Perez was one of at least 384 workers who died of heat-related causes in the U.S. over the past 10 years, according to a recent report by NPR and Columbia Journalism Investigations. Despite new protective measures just announced by President Joe Biden’s administration, the next decade is shaping up to be worse. With higher temperatures and longer heat waves already threatening outdoor workers, few employers or regulators have taken adequate steps to protect them.

Even under normal circumstances, there are no shortages of risks on the farm. Machinery, animals and chemicals all present potential hazards. Weather adds to these dangers, especially during planting and harvest, when the work simply can’t stop, and farm workers (often paid by the piece) typically don’t want to. Floods, lightning and high winds are constant threats. But in the U.S., at least, heat remains the leading cause of weather-related injury and death.

According to one study, farm workers are 35 times more likely to die of heat-related illnesses than those in other occupations. The strenuous nature of the work is one reason. But so, too, is the nature of the workforce. Of the more than 1 million crop workers in the U.S., three-quarters are foreign-born and only about half are documented. With limited legal standing, these workers are reluctant to report injuries and vulnerable to exploitation. Only a handful of states have permanent heat regulations for outdoor workers.

The need for change is urgent. Currently, the average American farm worker is exposed to 21 unsafe working days due to extreme heat each year. If global temperatures rise by 2 degrees Celsius — the goal established by the Paris climate agreement — those workers will face 39 days of extreme heat. According to a new study from the Union of Concerned Scientists, the number of days that feel like they exceed 100 degrees Fahrenheit could more than double by midcentury. For many workers, it will be even worse. Imperial County, California, a major agricultural region, could see heat-indexed extremes topping 115 degrees, a level that U.S regulators label “high risk” for illness.

The human costs of this warming became all too evident this past summer. The heat wave that struck the Pacific Northwest in June led to some 600 excess deaths, according to one analysis, including Sebastian Perez. Less certain, but no less real, were the financial losses imposed on workers and businesses. By one estimate, a collective $55 billion in outdoor workers’ earnings could be at risk annually in the U.S. by midcentury due to extreme heat. If farm workers are idle, the food supply chain will need to adjust, most likely with higher prices.
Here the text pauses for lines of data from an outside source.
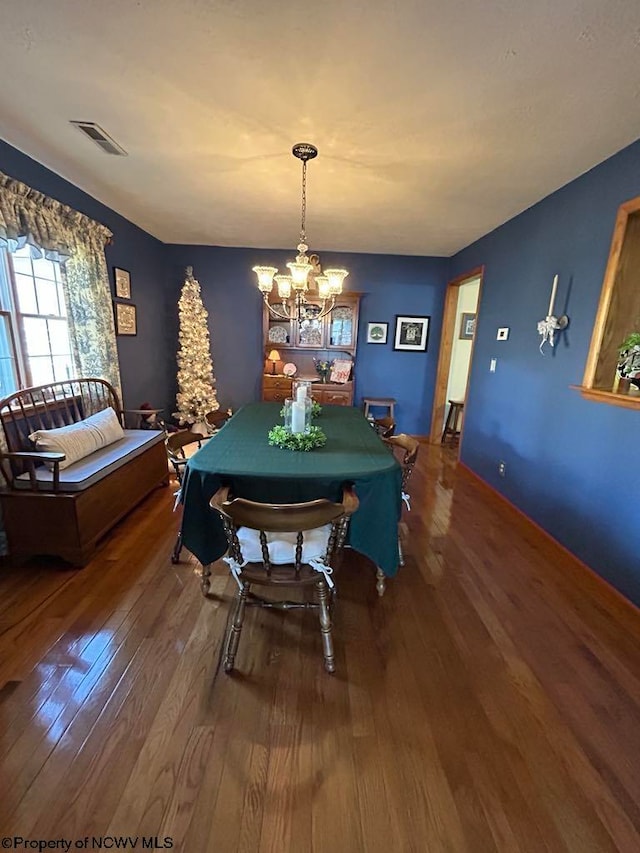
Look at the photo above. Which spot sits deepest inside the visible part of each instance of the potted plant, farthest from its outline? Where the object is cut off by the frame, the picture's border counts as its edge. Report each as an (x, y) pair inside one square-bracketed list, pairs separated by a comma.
[(629, 359)]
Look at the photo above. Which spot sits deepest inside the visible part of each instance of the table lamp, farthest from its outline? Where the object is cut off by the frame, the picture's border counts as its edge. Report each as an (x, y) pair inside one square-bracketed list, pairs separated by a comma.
[(274, 356)]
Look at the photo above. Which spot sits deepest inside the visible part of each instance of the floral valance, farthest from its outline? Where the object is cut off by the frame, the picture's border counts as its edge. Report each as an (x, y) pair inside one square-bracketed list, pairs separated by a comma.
[(48, 226)]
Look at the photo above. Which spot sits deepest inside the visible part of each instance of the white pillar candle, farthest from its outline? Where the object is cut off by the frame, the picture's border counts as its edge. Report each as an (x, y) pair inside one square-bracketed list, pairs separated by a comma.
[(297, 417), (553, 296)]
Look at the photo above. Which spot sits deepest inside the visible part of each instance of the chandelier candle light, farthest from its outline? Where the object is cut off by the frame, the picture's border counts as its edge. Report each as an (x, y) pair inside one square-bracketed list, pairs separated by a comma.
[(551, 324), (293, 288)]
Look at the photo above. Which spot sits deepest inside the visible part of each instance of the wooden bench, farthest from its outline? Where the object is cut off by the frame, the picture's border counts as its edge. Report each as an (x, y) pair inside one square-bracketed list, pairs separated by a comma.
[(63, 513)]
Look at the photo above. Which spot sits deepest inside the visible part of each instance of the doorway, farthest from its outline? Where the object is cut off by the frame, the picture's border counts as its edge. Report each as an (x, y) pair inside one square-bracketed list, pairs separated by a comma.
[(462, 301)]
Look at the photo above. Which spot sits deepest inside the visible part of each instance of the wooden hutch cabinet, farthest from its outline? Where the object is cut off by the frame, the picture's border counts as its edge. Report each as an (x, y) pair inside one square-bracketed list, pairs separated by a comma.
[(327, 338)]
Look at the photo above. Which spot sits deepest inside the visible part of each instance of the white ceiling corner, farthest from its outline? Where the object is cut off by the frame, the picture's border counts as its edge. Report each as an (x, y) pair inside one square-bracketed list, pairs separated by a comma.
[(435, 122)]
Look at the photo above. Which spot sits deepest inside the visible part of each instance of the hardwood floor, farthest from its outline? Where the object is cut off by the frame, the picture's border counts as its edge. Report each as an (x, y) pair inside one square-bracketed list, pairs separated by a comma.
[(489, 702)]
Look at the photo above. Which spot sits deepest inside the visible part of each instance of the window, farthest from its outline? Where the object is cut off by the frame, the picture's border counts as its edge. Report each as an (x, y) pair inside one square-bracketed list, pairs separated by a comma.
[(34, 332), (618, 313)]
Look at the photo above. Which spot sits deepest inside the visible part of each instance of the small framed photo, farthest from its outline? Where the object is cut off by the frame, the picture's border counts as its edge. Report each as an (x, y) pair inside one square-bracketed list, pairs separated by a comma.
[(377, 333), (467, 326), (411, 334), (126, 319), (122, 283)]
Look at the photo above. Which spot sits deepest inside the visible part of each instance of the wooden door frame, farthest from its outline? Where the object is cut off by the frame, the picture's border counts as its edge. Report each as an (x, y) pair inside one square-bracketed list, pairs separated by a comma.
[(446, 349)]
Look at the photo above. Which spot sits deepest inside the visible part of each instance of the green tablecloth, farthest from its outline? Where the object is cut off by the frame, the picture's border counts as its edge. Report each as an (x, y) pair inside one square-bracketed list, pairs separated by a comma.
[(240, 456)]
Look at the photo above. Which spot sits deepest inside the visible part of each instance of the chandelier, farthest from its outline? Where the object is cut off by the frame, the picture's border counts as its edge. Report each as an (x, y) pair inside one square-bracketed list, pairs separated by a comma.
[(293, 288)]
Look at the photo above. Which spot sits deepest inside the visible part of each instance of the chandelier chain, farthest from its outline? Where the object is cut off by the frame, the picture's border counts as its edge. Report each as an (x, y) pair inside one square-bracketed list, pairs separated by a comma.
[(303, 236)]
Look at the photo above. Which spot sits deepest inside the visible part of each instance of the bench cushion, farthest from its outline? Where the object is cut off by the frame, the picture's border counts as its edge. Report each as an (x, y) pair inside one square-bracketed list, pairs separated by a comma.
[(94, 467), (81, 439)]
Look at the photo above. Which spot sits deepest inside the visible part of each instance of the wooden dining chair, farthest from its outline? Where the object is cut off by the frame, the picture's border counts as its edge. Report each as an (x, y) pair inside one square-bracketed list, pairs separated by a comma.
[(216, 420), (405, 449), (385, 427), (284, 546), (177, 445)]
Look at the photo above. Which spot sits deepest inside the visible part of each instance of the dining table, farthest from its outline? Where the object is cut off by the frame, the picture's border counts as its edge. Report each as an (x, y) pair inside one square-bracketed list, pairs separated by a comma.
[(239, 456)]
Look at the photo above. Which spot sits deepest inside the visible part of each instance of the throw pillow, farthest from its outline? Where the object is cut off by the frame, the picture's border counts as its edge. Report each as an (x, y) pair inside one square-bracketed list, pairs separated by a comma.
[(82, 439)]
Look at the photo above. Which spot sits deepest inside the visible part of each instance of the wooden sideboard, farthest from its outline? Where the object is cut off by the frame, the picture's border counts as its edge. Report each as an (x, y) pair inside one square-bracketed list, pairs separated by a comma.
[(325, 338)]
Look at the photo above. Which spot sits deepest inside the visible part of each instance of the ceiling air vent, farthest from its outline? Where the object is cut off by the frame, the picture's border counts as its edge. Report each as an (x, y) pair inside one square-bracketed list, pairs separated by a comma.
[(97, 134)]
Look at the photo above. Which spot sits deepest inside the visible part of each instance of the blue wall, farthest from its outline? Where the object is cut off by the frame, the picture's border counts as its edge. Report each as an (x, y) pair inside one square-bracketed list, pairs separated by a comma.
[(572, 465), (144, 359), (390, 285)]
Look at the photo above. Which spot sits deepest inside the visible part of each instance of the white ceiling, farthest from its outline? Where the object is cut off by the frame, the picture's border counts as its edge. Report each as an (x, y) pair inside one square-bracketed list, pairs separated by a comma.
[(436, 120)]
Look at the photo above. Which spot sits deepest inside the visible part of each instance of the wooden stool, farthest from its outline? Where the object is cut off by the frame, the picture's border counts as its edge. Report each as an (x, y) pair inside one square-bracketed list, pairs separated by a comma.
[(386, 402), (456, 407)]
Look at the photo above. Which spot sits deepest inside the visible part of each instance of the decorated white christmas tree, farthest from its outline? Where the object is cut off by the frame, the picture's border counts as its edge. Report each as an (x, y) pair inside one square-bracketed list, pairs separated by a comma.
[(196, 383)]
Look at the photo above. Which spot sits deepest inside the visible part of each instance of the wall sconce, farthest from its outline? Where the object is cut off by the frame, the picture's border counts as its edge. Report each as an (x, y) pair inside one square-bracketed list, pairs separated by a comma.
[(273, 357), (551, 324)]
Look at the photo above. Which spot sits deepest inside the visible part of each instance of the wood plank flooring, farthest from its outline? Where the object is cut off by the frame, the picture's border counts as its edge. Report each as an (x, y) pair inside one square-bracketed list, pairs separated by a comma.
[(489, 702)]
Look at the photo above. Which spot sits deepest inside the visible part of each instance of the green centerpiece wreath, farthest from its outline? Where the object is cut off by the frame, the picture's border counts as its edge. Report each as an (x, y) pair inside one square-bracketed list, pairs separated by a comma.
[(279, 436)]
Regulation could help forestall the worst. Perez’s death was one factor inspiring Oregon to issue emergency heat-related rules for outdoor workers this summer. The new regulations mandated shaded breaks, access to adequate drinking water, training to recognize heat illness and similar measures. Other states — especially those that employ lots of farm workers — should do the same. Promisingly, Biden’s initiative should lay the groundwork for a long-overdue federal heat standard, even though the process will likely take years.

Any of these steps would be a benefit to workers. But they shouldn’t obscure the bigger picture. Without meaningful action to curb heat-trapping carbon emissions, temperatures will continue to rise inexorably. In recent years, farmers and other contributors to the food supply chain have become far more vocal about the need to adapt their practices to a changing climate, or face lower yields and profits. So far, policy makers haven’t done much in response.

In that sense, at least, tragic figures like Sebastian Perez are a harbinger of worse days to come. Failure to act won’t make these problem go away. Instead, they’ll just grow hotter.